Eine Liebe im Konjunktiv:
Caroline und Wilhelm von Humboldt

Hazel Rosenstrauch, im Hintergrund eine
Zeichnung, die Caroline von Humboldt
mit Familie zeigt

Das Goethehaus in Frankfurt am Main hatte gestern Abend in Zusammenarbeit mit der Frankfurter Stiftung Maecenia zu einem Vortrag im Rahmen der Reihe Königinnenwege, die sich der Karriere von Frauen widmet, eingeladen. Dr. Hazel Rosenstrauch hielt einen Vortrag über das Ehepaar Humboldt und damit eine für diese Zeit außergewöhnliche Verbindung.

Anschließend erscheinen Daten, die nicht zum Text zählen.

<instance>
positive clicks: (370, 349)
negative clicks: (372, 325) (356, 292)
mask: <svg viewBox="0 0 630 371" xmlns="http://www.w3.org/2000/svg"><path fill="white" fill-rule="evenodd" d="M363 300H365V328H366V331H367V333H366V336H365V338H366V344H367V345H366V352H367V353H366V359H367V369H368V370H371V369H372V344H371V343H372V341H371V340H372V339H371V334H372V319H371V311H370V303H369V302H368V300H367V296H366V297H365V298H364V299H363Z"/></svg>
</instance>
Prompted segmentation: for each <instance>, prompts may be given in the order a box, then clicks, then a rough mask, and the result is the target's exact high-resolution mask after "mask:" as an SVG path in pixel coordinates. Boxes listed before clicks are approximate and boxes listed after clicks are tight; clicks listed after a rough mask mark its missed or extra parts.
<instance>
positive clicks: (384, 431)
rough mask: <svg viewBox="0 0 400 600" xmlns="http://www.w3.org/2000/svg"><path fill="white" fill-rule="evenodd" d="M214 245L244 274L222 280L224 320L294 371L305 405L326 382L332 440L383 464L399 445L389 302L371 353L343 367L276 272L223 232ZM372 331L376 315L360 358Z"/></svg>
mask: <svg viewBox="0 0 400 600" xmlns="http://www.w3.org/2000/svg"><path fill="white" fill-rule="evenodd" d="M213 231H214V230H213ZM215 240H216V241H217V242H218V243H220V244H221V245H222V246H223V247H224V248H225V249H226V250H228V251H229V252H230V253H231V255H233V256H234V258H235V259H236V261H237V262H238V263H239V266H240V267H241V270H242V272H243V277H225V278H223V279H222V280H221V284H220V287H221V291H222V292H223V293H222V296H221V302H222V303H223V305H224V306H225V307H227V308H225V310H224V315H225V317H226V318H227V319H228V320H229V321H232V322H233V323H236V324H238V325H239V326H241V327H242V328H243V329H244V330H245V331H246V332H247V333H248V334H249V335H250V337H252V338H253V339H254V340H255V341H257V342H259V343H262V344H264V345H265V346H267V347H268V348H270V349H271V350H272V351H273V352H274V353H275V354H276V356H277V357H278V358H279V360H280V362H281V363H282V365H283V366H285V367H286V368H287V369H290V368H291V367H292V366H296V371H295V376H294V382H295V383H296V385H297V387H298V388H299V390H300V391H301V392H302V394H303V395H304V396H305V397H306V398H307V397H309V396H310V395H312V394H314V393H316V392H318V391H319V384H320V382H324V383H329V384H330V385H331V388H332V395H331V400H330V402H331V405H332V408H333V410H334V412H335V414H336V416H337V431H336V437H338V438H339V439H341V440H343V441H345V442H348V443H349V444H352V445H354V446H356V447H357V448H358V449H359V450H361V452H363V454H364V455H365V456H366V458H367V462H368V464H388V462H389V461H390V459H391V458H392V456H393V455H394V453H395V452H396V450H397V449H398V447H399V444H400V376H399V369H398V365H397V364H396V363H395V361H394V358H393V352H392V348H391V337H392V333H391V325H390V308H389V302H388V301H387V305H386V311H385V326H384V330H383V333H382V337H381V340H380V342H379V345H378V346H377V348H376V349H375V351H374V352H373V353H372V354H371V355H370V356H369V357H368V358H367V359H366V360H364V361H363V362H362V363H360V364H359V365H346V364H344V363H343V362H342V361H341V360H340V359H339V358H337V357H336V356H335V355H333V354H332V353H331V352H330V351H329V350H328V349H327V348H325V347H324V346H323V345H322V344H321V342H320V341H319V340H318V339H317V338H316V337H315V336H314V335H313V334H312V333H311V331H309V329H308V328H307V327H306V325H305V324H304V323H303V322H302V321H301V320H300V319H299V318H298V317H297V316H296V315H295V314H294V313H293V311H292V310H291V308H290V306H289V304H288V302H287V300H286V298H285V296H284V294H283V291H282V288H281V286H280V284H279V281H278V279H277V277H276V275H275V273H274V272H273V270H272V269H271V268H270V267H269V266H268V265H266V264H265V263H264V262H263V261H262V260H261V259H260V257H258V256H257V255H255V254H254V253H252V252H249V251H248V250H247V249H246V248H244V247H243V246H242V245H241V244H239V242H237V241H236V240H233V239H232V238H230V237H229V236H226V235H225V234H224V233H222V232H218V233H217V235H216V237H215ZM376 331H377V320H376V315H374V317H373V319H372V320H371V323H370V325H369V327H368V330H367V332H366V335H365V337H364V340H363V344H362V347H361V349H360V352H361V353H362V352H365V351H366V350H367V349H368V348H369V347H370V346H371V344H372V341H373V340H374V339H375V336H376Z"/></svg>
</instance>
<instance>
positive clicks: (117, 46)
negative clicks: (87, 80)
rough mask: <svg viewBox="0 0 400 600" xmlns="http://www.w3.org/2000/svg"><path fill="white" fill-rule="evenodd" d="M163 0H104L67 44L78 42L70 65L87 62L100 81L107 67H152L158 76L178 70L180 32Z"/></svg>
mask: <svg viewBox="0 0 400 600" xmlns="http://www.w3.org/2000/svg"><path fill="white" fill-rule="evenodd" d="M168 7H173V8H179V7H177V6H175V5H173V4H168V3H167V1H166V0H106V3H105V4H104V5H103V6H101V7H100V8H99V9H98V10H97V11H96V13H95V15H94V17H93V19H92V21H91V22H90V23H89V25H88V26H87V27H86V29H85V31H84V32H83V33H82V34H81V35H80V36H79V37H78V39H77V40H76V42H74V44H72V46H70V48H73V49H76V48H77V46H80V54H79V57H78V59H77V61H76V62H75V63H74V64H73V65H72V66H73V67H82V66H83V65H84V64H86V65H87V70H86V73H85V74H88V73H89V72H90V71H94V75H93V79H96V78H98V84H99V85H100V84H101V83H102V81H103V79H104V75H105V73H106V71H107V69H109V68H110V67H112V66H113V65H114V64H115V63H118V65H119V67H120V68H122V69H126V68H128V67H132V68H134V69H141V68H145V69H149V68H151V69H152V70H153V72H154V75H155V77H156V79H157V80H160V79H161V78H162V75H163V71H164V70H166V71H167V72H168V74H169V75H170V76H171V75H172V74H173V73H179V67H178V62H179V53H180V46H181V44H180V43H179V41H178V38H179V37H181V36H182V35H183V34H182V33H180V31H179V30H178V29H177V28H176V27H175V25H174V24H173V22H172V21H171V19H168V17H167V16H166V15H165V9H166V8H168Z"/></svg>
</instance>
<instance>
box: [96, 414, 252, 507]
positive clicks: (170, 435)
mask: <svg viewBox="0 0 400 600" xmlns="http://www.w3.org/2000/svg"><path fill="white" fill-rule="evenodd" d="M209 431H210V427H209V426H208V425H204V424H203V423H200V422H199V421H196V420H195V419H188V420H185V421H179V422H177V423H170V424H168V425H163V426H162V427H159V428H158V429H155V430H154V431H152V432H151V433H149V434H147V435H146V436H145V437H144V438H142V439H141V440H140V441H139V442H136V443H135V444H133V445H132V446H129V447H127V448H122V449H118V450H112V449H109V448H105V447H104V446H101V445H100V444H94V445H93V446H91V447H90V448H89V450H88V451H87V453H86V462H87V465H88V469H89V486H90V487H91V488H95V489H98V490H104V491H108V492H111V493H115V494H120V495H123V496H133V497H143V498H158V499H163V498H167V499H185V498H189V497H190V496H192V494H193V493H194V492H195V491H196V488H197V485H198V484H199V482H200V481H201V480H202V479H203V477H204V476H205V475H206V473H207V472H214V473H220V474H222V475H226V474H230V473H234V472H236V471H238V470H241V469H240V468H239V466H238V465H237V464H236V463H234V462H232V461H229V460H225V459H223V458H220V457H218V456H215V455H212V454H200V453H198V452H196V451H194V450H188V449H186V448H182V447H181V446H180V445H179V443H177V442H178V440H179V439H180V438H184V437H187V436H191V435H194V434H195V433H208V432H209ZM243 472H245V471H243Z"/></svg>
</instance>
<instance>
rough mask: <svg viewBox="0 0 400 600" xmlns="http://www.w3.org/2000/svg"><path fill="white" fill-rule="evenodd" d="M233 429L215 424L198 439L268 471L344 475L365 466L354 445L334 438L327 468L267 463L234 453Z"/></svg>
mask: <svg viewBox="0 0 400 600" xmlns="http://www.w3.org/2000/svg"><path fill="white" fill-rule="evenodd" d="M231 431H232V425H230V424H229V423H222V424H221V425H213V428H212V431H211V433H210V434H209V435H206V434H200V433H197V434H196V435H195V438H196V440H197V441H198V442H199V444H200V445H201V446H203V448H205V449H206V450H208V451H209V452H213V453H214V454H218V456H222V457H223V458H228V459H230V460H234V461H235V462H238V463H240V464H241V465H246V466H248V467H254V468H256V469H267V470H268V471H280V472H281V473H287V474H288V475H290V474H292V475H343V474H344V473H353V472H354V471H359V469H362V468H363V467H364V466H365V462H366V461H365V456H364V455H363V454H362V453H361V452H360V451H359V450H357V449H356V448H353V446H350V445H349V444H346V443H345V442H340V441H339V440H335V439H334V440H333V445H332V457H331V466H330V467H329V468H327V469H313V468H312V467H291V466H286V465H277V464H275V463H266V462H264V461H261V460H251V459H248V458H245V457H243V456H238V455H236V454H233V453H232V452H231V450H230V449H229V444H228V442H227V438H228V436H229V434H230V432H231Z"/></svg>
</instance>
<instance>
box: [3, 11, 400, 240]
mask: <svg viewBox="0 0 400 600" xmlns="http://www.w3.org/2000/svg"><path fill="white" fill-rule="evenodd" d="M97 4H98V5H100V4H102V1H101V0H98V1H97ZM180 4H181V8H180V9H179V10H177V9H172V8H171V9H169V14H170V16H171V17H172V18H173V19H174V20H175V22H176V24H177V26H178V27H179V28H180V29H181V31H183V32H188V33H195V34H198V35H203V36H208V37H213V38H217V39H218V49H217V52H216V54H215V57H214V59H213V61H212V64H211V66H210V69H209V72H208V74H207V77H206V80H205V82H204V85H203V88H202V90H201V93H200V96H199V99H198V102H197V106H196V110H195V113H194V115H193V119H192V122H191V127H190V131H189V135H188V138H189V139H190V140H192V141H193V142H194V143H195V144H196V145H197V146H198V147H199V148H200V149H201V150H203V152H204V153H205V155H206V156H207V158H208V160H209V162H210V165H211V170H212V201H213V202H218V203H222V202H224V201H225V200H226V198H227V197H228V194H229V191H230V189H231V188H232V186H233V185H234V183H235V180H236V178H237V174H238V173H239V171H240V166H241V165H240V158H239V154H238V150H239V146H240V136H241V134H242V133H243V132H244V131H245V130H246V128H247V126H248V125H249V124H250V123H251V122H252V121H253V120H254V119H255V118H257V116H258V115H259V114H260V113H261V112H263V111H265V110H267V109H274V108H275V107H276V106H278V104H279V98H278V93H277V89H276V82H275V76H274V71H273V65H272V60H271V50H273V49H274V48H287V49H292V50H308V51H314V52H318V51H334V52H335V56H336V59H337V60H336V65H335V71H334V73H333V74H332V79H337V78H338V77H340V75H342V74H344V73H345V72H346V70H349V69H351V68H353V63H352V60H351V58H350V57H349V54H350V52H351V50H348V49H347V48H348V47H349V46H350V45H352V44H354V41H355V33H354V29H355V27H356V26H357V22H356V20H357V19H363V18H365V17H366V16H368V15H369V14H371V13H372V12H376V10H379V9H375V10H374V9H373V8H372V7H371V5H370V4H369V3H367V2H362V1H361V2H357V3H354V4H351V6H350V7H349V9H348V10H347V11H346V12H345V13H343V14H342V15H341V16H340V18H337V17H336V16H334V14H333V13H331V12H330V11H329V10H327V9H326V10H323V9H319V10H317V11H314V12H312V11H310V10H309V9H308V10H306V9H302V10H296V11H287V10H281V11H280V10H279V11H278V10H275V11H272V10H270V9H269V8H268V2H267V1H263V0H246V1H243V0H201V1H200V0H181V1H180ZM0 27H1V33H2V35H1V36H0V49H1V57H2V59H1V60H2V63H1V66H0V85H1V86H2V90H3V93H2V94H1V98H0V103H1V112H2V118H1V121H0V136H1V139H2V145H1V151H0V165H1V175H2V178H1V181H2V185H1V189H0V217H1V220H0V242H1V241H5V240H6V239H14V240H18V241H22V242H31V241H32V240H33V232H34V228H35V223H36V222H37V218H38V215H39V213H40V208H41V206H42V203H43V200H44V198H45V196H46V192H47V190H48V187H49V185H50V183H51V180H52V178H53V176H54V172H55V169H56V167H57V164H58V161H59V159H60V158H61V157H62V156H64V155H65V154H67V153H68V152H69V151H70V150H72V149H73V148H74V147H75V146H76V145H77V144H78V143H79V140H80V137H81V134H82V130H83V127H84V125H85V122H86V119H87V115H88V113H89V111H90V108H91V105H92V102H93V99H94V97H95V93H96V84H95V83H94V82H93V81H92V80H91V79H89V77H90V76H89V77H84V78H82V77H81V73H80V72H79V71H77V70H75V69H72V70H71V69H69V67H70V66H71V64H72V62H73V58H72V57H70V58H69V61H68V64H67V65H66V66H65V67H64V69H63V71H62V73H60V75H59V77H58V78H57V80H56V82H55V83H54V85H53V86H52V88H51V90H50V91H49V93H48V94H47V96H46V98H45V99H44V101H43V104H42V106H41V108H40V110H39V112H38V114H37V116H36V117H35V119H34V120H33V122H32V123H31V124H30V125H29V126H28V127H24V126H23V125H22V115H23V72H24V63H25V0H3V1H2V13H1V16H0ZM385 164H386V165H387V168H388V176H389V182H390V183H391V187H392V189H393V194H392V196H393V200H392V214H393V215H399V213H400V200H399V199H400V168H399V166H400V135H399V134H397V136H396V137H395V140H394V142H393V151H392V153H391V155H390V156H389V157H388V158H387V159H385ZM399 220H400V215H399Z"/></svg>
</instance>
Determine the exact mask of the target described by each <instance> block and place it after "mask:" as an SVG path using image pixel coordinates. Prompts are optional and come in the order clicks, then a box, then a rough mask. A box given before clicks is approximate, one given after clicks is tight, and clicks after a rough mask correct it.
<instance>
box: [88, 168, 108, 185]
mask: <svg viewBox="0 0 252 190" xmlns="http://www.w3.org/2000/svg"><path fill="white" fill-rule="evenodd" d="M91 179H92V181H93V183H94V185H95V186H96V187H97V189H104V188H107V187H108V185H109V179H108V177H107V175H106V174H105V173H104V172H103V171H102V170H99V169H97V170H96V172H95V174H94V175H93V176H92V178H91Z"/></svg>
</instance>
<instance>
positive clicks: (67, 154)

Die Direktorin des Freien Deutschen Hochstifts und Chefin des Goethemuseums, Dr. Anne Bohnenkamp-Renken, begrüßte die Gäste und freute sich, die Königinnenwege, nunmehr in der IV. Auflage, wieder im Haus zu haben.
Dr. Eva Brinkmann to Broxten, Gründerin der Stiftung Maecenia, stellte die Autorin vor. Hazel Rosenstrauch studierte Germanistik, Philosophie und Soziologie und promovierte am Institut für Empirische Kulturwissenschaften der Universität Tübingen bei Hermann Bausinger über Buchhandelsmanufaktur und Aufklärung: Die Reformen des Buchhändlers und Verlegers Ph. E. Reich.
Von 1997 bis 2006 war sie Chefredakteurin der Zeitschrift Gegenworte.

Hazel Rosenstrauch charakterisierte die Zeit um 1788, als sich Caroline von Dacheröden und Wilhelm von Humboldt kennen lernten, als eine, in der es das Innere des Menschen als Neuland zu entdecken galt. In sieben Bänden liegen auf 3200 Seiten Briefe der beiden vor, die von gegenseitiger Achtung und Anerkennung, von der freiheitlichen Entwicklung beider berichten. Eine außergewöhnliche Beziehung in der damaligen Zeit.

In ihren Forschungen kommt Hazel Rosenstrauch zu dem Ergebnis, dass zunächst nur die Idee von Liebe vorhanden war, sich in Sprache formte. Diese Idee gestalteten Caroline und Wilhelm zunächst mit Worten aus und fühlten sich gegenseitig nicht nur darin verstanden, sondern auch angespornt. 1791 heirateten sie, die Ehe dauerte fast 40 Jahre und endete mit dem Tod von Caroline von Humboldt am 26. März 1829. Aus dem Konjunktiv ist in langen, nicht immer gemeinsam verbrachten Jahren Realität geworden.

Anfang Mai wir Hazel Rosenstrauchs Buch Wahlverwandt und ebenbürtig über Caroline und Wilhelm von Humboldt in der Anderen Bibliothek bei Eichborn erscheinen.